Les Algériens : Bien que les Arabes aient plutôt mauvaise réputation à l’extérieur, je les ai trouvés plutôt accueillants. Leur comportement est parfois déplacé à cause du manque d’ouverture vers l’extérieur (secteur touristique peu développé) mais qui suis-je pour juger ?
Ils nous appellent « Africains » !
Les études : Pour la majorité de ceux qui comme moi viennent de l’étranger, le système est un peu flexible, moins rigoureux que ce que j’ai connu au Cameroun : un peu de laisser-aller des enseignants, manque de motivation des étudiants algériens qui veulent tous quitter le pays, alors que la plupart n’ont même pas voyagé de Skikda jusqu’à Constantine. Dieu merci mes études se sont bien passées.

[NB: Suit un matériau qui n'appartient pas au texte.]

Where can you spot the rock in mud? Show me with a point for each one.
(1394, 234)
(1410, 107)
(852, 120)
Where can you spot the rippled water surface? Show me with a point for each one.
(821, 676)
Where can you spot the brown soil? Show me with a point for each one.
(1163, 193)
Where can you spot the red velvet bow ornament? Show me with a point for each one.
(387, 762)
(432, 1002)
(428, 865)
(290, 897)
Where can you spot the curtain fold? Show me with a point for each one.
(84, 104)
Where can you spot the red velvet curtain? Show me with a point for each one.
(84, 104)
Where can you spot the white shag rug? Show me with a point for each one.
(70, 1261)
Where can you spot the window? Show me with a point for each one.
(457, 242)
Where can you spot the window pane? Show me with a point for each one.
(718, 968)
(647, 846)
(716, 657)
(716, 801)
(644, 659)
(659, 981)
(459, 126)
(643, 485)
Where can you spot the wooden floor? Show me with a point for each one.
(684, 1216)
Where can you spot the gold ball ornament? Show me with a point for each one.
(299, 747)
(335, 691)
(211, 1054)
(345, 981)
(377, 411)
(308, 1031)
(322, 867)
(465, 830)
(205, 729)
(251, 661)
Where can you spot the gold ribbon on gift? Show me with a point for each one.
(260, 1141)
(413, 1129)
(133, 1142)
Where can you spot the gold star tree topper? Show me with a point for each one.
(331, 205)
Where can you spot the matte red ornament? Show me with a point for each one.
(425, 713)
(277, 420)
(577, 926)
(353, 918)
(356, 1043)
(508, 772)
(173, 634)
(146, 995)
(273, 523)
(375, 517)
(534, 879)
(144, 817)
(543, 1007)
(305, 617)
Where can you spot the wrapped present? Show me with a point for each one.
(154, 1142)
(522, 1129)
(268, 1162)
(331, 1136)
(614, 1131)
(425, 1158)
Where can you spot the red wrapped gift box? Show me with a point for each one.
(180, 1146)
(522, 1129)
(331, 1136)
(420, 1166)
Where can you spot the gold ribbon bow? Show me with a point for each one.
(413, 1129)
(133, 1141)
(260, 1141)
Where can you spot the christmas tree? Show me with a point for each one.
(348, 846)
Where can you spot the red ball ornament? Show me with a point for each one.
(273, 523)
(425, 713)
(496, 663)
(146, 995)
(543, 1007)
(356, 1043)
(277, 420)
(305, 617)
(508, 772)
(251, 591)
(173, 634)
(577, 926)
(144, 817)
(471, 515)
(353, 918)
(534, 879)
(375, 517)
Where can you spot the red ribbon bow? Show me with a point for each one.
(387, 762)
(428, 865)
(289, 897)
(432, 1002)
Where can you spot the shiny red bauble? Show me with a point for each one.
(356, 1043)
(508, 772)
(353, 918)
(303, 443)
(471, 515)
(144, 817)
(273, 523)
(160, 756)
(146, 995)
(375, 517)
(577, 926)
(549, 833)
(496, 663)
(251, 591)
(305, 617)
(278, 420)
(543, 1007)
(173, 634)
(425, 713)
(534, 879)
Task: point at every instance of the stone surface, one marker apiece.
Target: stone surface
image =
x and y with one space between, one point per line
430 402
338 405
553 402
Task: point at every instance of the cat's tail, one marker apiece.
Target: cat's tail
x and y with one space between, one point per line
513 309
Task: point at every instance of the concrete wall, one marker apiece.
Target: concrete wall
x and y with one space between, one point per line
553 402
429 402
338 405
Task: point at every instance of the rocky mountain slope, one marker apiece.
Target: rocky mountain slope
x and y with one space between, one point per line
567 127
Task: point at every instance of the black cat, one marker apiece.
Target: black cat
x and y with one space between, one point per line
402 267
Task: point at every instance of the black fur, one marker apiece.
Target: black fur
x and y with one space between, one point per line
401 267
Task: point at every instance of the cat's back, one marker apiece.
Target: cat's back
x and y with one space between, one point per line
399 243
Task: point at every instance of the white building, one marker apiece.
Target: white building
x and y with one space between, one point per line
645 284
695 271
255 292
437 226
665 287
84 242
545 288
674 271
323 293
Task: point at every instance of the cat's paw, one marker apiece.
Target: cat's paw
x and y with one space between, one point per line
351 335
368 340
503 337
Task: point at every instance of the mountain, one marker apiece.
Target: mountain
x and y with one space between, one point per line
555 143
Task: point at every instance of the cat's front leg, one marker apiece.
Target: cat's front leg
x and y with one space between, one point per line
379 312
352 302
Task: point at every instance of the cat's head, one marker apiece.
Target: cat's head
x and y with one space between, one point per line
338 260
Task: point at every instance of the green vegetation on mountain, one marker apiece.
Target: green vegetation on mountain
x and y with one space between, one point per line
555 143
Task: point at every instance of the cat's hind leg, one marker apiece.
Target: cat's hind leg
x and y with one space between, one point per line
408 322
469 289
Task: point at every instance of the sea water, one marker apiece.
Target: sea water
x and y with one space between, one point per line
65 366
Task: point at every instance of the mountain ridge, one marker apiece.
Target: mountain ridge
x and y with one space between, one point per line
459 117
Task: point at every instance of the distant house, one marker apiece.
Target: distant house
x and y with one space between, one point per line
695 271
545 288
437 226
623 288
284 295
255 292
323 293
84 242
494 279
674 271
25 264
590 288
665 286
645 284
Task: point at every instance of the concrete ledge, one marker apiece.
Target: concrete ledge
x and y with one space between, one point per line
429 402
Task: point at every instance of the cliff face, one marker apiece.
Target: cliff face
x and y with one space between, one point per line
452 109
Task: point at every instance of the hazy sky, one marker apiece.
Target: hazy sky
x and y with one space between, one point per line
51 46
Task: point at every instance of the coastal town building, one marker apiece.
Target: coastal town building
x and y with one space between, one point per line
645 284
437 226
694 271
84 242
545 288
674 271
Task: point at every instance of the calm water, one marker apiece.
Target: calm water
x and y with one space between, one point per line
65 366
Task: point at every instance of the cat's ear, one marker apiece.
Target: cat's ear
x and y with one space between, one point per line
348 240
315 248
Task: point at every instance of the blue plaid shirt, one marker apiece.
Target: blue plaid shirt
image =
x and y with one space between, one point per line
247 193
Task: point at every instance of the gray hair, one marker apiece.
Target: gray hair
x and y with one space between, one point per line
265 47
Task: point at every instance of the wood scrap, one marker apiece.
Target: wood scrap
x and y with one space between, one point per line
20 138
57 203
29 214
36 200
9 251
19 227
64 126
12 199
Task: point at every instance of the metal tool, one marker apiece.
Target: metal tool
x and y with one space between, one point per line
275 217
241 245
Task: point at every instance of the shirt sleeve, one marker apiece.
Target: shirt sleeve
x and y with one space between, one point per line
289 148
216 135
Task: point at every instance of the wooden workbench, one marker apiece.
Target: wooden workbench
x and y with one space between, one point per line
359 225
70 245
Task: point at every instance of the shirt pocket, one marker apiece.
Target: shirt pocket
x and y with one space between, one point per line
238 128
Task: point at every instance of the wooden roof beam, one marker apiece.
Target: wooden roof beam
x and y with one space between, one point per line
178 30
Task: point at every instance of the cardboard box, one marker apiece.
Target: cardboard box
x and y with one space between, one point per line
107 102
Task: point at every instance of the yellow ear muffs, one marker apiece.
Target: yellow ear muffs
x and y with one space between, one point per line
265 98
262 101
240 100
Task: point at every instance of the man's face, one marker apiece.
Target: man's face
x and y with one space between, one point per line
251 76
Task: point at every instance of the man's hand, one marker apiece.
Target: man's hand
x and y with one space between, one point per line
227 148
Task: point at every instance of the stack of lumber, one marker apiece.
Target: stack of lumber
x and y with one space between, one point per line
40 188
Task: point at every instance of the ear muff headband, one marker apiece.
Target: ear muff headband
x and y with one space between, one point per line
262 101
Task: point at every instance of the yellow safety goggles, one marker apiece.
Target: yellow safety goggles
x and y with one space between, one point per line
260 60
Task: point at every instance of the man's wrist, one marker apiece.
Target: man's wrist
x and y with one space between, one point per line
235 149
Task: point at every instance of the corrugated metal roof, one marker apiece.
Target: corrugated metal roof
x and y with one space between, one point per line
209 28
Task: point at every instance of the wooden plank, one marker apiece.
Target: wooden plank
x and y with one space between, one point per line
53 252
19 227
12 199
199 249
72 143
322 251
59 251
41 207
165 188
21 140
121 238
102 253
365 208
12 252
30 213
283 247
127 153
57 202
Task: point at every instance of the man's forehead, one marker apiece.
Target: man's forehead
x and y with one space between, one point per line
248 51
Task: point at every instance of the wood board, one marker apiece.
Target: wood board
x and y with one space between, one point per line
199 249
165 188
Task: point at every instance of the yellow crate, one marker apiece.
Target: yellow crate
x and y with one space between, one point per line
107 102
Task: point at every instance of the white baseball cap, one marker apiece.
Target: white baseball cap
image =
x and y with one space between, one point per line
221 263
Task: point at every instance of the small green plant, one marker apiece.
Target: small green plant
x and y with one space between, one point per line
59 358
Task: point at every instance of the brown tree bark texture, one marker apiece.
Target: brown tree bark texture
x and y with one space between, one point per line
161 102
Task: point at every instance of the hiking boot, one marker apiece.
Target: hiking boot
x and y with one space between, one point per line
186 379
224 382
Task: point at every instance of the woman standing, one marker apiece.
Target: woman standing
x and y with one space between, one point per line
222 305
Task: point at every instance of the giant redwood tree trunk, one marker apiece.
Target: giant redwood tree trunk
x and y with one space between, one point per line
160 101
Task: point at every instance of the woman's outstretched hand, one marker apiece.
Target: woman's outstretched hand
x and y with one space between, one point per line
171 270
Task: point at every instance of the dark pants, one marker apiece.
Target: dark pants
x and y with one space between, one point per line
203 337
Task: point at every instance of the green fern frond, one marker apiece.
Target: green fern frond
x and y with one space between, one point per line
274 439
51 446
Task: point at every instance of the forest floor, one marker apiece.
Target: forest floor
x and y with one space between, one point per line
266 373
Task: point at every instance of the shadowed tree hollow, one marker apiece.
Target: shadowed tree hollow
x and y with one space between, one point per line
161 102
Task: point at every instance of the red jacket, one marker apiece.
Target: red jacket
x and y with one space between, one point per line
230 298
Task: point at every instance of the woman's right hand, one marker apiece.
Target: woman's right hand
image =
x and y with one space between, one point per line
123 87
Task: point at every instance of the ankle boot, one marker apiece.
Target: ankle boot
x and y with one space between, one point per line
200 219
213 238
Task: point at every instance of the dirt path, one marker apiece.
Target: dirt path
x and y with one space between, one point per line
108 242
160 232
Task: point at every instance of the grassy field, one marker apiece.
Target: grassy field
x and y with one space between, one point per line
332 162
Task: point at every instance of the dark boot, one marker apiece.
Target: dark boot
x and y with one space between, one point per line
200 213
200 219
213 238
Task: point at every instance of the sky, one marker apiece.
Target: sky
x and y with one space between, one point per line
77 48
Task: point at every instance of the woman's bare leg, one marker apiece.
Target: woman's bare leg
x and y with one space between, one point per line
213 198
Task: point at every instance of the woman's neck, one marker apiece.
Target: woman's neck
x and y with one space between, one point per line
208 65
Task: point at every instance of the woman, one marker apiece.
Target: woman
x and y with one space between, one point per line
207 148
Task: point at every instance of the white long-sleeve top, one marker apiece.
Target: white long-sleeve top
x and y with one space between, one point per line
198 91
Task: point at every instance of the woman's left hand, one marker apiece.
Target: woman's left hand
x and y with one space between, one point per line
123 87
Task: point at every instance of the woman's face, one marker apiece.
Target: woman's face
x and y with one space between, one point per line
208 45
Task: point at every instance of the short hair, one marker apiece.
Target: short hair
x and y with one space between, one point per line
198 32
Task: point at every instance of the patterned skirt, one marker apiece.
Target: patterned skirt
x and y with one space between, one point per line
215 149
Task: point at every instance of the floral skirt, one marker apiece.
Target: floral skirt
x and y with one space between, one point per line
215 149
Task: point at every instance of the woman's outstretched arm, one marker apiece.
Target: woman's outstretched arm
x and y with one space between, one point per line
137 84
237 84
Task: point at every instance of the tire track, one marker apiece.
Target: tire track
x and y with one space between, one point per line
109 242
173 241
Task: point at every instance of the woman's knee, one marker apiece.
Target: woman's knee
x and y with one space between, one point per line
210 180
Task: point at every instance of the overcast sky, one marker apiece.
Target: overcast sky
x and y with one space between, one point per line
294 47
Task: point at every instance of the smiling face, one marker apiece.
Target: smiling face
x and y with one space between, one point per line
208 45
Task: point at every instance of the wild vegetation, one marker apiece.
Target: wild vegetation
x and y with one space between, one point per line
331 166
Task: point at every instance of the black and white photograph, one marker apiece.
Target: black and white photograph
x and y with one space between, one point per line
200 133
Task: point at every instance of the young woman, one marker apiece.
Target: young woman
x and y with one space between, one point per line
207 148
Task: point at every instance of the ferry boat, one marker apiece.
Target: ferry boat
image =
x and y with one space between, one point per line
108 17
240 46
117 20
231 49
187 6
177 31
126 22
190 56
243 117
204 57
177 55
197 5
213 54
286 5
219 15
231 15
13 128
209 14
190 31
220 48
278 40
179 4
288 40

La religion : Les mêmes questions reviennent en boucle : « D’où viens-tu ? Mali ? Niger ? », « Toi musulman ? ». Quand ils savent que vous êtes chrétiens, pour certains radicaux c’est l’enfer, pour d’autres « Maalich », et certains plus ouverts « Nous sommes tous frères ». Je voudrais féliciter les Algériens chrétiens car à leur égard il n’y a pas autant de tolérance et ils sont parfois obligés de se faire discrets. Nous, étudiants réussissons à faire exister l’Eglise. J’apprécie le fait que tous les cultes (catholiques, protestants, pentecôtistes) s’y réunissent sans distinction. Courage aux prêtres qui célèbrent la messe même s’il n’y a que deux étudiants. Les Algériens se donnent très souvent l’objectif de nous convertir ; on ne leur en veut pas, ils pensent bien faire et chacun défend ce qu’il juge juste et idéal. Je suis favorable aux rassemblements organisés comme Skiknaba. Ils sont un moyen de partage et d’échange et ont leur importance pour l’essor de l’Église en Algérie.